Cryptol, a tool developed at Galois, is one such interface. And for me, it’s what I reach for when I need to do work like what’s shared in the NCC post.

Cryptol provides, among other things:

- Approachable syntax
- Strongly typed length-dependent sequences, allowing static guarantees of program safety
- First-class functions, which makes it easy to build abstractions.

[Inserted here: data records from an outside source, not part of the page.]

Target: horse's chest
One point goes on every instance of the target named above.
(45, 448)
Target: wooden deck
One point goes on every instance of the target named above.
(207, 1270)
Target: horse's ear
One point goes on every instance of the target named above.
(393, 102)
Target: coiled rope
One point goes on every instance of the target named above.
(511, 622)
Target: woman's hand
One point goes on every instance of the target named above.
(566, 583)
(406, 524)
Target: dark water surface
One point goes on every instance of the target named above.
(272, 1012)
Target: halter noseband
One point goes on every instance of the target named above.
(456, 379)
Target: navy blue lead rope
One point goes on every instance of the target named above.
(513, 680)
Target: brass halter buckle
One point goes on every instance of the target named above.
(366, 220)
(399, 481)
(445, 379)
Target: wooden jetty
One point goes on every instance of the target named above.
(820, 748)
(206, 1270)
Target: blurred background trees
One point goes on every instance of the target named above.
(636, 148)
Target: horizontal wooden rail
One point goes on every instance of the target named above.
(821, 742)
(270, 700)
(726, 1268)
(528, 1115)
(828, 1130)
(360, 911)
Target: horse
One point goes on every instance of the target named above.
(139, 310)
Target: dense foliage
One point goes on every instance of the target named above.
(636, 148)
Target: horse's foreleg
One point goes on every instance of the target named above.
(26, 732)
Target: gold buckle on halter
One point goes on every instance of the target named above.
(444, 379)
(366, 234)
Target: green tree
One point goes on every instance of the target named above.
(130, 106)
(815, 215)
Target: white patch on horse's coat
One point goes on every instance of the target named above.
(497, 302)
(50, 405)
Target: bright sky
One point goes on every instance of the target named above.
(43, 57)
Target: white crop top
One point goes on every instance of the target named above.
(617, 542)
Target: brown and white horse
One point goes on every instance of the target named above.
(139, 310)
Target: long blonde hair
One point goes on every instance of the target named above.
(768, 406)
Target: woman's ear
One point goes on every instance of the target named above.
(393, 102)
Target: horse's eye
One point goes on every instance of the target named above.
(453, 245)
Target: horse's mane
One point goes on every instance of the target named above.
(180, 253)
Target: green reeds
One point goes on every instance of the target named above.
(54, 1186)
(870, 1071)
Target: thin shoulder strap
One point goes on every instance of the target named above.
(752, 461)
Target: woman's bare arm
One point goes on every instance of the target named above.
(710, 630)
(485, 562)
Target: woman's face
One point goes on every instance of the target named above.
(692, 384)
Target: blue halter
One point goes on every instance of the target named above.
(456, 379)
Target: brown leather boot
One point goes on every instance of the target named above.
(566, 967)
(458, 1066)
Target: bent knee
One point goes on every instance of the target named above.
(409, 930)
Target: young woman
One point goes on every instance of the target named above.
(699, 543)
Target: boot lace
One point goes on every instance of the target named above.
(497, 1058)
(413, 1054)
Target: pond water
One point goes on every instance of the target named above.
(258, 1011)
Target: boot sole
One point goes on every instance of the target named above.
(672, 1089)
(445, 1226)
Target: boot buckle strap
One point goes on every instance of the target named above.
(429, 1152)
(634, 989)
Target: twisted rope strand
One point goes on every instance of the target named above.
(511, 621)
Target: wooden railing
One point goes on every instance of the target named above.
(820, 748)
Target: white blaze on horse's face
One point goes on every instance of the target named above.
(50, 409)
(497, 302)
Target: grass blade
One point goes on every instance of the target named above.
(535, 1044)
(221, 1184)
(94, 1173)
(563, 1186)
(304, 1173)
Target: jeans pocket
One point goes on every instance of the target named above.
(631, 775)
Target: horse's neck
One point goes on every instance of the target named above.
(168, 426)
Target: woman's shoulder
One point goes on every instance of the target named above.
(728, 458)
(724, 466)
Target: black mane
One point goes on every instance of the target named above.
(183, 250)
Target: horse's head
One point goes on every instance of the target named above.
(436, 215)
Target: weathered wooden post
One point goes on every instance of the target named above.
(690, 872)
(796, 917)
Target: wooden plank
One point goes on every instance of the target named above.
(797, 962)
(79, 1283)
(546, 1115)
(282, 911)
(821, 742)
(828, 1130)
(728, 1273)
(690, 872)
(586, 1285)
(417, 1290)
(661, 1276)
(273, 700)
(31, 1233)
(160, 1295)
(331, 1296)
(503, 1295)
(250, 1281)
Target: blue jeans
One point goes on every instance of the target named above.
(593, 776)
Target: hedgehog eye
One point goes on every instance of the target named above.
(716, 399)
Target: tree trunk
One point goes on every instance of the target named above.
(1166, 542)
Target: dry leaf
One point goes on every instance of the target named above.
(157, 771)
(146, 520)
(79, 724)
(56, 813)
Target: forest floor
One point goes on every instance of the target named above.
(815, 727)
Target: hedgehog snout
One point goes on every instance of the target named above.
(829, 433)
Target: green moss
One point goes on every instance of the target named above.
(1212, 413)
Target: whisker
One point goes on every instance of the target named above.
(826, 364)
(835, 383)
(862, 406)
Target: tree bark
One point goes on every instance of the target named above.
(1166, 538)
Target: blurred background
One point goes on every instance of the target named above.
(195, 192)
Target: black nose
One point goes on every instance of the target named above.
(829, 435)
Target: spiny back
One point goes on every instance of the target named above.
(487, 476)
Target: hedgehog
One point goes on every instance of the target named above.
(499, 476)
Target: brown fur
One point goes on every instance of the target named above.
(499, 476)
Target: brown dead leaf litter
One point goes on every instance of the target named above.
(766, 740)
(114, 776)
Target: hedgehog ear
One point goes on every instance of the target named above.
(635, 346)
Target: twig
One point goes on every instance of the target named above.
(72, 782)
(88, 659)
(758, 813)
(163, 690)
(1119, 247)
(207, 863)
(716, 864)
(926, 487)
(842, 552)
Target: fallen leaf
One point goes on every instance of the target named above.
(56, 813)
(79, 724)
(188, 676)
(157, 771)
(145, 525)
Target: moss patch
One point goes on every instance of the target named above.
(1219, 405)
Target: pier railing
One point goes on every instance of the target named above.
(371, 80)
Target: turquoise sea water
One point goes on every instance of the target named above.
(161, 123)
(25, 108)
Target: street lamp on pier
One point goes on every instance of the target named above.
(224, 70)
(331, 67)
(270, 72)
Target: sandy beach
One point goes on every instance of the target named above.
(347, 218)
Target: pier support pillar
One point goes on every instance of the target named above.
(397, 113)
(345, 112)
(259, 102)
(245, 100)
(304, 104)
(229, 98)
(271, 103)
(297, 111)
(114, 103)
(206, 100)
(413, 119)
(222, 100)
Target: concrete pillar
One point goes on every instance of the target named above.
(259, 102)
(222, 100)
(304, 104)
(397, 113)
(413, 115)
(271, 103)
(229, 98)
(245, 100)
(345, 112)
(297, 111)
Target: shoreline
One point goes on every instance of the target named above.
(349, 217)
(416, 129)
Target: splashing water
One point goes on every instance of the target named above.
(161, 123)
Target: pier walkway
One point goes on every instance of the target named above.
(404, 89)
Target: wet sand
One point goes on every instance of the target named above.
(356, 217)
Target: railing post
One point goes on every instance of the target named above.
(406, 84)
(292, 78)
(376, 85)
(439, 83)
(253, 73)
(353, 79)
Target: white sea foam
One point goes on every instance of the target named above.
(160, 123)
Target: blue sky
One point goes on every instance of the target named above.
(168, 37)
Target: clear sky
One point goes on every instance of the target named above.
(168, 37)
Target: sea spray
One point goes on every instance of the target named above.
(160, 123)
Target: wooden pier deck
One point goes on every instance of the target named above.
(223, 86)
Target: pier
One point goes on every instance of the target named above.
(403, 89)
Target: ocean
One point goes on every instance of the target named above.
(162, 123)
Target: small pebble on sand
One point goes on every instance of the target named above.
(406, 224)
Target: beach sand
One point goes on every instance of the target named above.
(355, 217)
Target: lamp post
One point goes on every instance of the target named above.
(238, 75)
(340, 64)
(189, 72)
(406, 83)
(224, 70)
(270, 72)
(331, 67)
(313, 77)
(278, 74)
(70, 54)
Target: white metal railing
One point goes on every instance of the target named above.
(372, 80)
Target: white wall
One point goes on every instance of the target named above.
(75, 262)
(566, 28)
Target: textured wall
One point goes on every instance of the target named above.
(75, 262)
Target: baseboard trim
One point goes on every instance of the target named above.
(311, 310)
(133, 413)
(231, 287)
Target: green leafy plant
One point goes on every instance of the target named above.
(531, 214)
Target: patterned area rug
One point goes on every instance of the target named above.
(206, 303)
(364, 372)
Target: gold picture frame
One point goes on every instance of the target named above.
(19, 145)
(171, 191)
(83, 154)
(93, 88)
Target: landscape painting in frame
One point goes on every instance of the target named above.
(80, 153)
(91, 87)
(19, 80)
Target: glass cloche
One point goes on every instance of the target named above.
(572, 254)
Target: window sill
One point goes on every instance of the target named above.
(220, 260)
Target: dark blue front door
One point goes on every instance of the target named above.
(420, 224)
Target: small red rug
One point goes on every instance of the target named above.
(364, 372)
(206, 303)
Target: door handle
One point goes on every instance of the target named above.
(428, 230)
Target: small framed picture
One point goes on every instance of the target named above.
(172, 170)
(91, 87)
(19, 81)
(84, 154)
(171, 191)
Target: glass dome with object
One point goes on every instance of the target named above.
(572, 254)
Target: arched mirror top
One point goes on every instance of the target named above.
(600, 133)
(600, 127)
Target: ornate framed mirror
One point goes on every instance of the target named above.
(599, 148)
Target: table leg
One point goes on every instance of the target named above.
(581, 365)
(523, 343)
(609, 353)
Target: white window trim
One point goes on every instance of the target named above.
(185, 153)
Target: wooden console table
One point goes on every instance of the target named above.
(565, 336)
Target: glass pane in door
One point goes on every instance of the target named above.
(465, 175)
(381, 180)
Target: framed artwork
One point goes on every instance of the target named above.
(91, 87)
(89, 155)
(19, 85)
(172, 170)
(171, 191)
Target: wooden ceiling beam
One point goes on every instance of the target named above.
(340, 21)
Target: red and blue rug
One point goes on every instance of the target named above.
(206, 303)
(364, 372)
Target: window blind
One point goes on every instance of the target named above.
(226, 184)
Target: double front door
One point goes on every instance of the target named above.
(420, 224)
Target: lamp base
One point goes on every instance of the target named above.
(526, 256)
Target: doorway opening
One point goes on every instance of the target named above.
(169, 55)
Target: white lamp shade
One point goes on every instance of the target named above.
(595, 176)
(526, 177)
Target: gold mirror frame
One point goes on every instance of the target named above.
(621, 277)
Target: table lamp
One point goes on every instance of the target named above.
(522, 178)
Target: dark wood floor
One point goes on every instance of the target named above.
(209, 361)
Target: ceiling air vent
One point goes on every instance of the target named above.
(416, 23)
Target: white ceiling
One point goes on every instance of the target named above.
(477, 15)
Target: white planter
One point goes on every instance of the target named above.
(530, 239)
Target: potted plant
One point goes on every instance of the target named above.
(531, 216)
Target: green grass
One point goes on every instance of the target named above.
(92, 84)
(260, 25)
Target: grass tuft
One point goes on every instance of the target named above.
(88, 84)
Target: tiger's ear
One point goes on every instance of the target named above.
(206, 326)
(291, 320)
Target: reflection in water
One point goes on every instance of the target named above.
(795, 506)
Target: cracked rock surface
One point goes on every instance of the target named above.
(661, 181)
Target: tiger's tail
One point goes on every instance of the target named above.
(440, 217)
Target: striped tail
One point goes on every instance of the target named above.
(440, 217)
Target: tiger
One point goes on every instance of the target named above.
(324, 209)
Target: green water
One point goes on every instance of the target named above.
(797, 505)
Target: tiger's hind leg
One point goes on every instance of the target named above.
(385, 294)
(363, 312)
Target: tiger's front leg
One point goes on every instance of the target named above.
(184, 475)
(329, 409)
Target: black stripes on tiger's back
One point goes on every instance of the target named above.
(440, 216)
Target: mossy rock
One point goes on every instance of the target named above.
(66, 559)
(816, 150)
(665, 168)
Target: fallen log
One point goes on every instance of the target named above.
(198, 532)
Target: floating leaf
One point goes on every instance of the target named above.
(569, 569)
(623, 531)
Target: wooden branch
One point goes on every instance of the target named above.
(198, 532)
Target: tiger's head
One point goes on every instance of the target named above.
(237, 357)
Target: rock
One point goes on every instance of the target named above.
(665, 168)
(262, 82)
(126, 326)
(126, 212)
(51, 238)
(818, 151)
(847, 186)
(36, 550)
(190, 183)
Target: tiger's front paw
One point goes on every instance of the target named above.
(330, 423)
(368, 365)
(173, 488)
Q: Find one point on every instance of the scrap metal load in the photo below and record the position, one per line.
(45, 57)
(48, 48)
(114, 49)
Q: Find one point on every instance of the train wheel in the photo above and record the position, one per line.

From here on, this post was written live as I programmed the first half of Gérald’s post in Cryptol. If you’d like to see the completed code, you can find it here. If you’d like to, you can follow along. I’ve included all of the commands I use to run the program. You’ll need to get Cryptol first.

**Reproducing the Demo**

Gérald’s post starts with a demo. Find values for x and y such that x + y = 5

Let’s create a file `quic.cry`

. In Cryptol solvers reason about functions into the `Bit`

types (a single bit of data, like a boolean), so we’ll make one of those that takes two variables and tells us if adding them together gives 5.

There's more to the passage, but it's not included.